November 26, 2024
Editorial

ENRON: LESS OF MORE

Does the appearance of memos detailing how Enron scammed the electric-utility system in California mean that the nation can forget about the vice president’s energy strategy, which tries to solve a problem it is now certain does not exist as portrayed? Will the answer of more oil drilling, more oil production and more electric transmission change now that the question has changed?

Probably not. Increased production creates its own demand, so the strategy of more always makes sense, except, naturally, for conservation. And besides, the administration has known for months that Enron manipulated the California market by creating false crises, sending prices up tenfold and leading state officials to order rolling blackouts. The memos released this week simply show how it was done and how Enron employees must have a sense of humor to devise funny names for devious tactics.

“Fat Boy” used an Enron subsidiary to draw less than a scheduled load, producing a payment to Enron the parent from the system for the surplus power generation. “Ricochet” sent power out of state to a third party at one price, with Enron selling back the power to California at a higher price. “Get Shorty” depended on creating a demand for non-firm service during a time of congestion, benefiting from congestion pricing and then cutting the power once the congestion charges were paid. There’s more – “Death Star” and “Load Shift” and “Wheel Out” – but they all took advantage of the complicated structure of electricity generation and transmission and profited through a deregulated market.

Besides problems like weather, Enron often said the energy shortage in California was caused by inadequate deregulation and, it turns out to be right – a more adequate reform would have caught Enron before it wrecked California’s economy to the extent it did.
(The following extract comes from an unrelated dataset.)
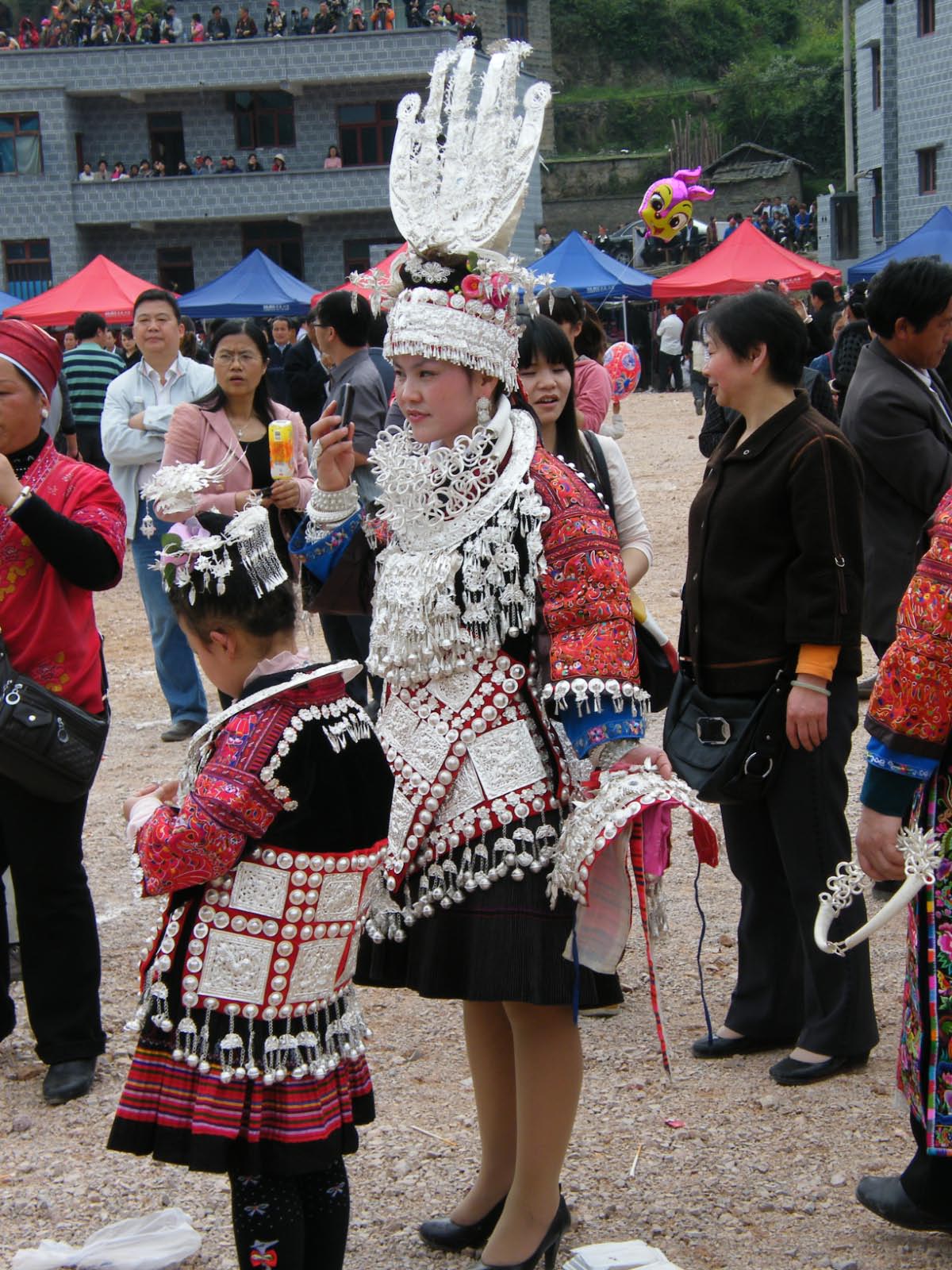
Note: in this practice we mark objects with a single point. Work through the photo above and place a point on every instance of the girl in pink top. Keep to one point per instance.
(579, 321)
(228, 429)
Law enforcement must decide whether the Enron scammers can be brought before a criminal court; Congress already is doing a nifty job in the public humiliation of Enron’s top officials. But the question of what this disaster means for electricity deregulation, especially deregulation within a national energy strategy has yet to be answered or even seriously asked.
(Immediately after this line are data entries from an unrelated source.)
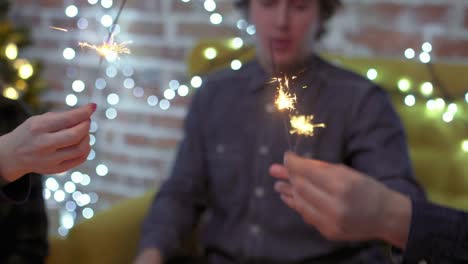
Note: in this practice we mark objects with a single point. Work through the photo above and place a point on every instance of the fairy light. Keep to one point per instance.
(111, 113)
(236, 65)
(25, 71)
(11, 93)
(464, 145)
(71, 11)
(210, 53)
(78, 86)
(69, 53)
(209, 5)
(11, 51)
(372, 74)
(102, 170)
(427, 88)
(108, 49)
(410, 54)
(71, 100)
(113, 99)
(236, 43)
(197, 82)
(410, 100)
(404, 85)
(427, 47)
(216, 19)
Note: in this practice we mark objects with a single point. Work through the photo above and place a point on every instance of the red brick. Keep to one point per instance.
(385, 42)
(206, 30)
(143, 141)
(419, 13)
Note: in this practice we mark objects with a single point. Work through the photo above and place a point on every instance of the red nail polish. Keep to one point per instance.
(93, 106)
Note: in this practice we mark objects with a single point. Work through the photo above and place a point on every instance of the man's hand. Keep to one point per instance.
(45, 144)
(149, 256)
(342, 203)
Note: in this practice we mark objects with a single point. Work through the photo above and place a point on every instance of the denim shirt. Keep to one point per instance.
(233, 133)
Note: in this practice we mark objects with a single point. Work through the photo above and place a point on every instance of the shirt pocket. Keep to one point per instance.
(225, 178)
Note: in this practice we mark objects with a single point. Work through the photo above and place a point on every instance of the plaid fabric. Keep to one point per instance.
(23, 226)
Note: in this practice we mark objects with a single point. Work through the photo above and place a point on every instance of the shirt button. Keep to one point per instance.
(259, 192)
(220, 148)
(254, 229)
(269, 108)
(264, 150)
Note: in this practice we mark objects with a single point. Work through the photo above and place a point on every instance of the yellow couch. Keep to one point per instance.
(440, 164)
(111, 236)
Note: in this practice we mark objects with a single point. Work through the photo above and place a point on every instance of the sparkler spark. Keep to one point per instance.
(109, 48)
(59, 28)
(285, 99)
(302, 125)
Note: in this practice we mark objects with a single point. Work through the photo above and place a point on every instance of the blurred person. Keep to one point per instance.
(44, 144)
(346, 205)
(232, 136)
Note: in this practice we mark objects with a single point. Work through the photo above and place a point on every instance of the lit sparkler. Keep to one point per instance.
(285, 100)
(302, 125)
(108, 48)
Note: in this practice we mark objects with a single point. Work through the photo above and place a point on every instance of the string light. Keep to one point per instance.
(372, 74)
(464, 145)
(410, 100)
(410, 54)
(404, 85)
(427, 88)
(11, 93)
(210, 53)
(236, 65)
(11, 51)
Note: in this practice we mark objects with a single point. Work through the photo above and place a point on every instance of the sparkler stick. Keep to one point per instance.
(108, 40)
(285, 103)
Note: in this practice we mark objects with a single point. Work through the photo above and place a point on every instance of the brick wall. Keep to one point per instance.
(139, 145)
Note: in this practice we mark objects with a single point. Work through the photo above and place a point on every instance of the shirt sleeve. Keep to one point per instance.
(437, 235)
(178, 205)
(377, 142)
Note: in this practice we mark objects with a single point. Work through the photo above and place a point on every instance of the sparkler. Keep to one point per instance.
(109, 48)
(285, 100)
(302, 125)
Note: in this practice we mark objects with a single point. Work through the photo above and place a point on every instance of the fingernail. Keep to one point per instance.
(285, 157)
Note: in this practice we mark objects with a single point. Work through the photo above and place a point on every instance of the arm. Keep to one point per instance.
(345, 205)
(376, 142)
(182, 197)
(48, 143)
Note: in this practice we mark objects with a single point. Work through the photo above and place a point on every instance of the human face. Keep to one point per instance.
(285, 29)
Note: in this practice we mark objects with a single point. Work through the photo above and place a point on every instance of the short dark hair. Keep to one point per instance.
(327, 9)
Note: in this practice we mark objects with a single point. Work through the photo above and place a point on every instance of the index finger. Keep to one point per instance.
(313, 171)
(59, 121)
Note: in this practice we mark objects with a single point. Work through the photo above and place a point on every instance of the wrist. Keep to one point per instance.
(396, 219)
(8, 165)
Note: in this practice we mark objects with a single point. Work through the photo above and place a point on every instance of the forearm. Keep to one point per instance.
(396, 219)
(8, 170)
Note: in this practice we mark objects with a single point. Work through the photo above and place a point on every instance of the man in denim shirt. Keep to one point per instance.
(233, 134)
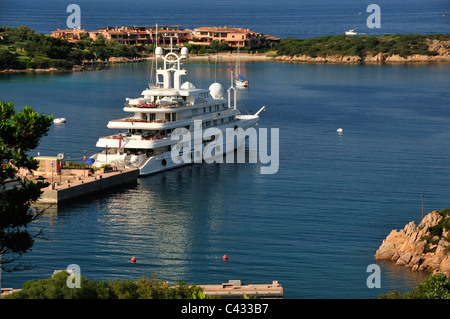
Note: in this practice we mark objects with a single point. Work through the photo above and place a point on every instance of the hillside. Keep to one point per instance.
(22, 49)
It should be because the lack of an intelligent strategy designed to invest in the development of and to use a wide range of energy sources efficiently means that one well-heeled corporation can influence political leaders to its own advantage and to the disadvantage of nearly everyone else. Without a strategy, emergency measures such as the price caps in California evolve from a way to manage a crisis to a permanent policy. And the ever-shifting strategy of more – more power, more independence, more transmission, more market freedom – becomes acceptable in the absence of anything more thoughtful.

The combination of Enron’s influence on the White House, its misbehavior in California and the likelihood that if it could figure out how to game the system others could also means that the energy situation probably is worse than the mere congestion problems the company helped create. It is a problem that won’t be solved by the current strategy of more.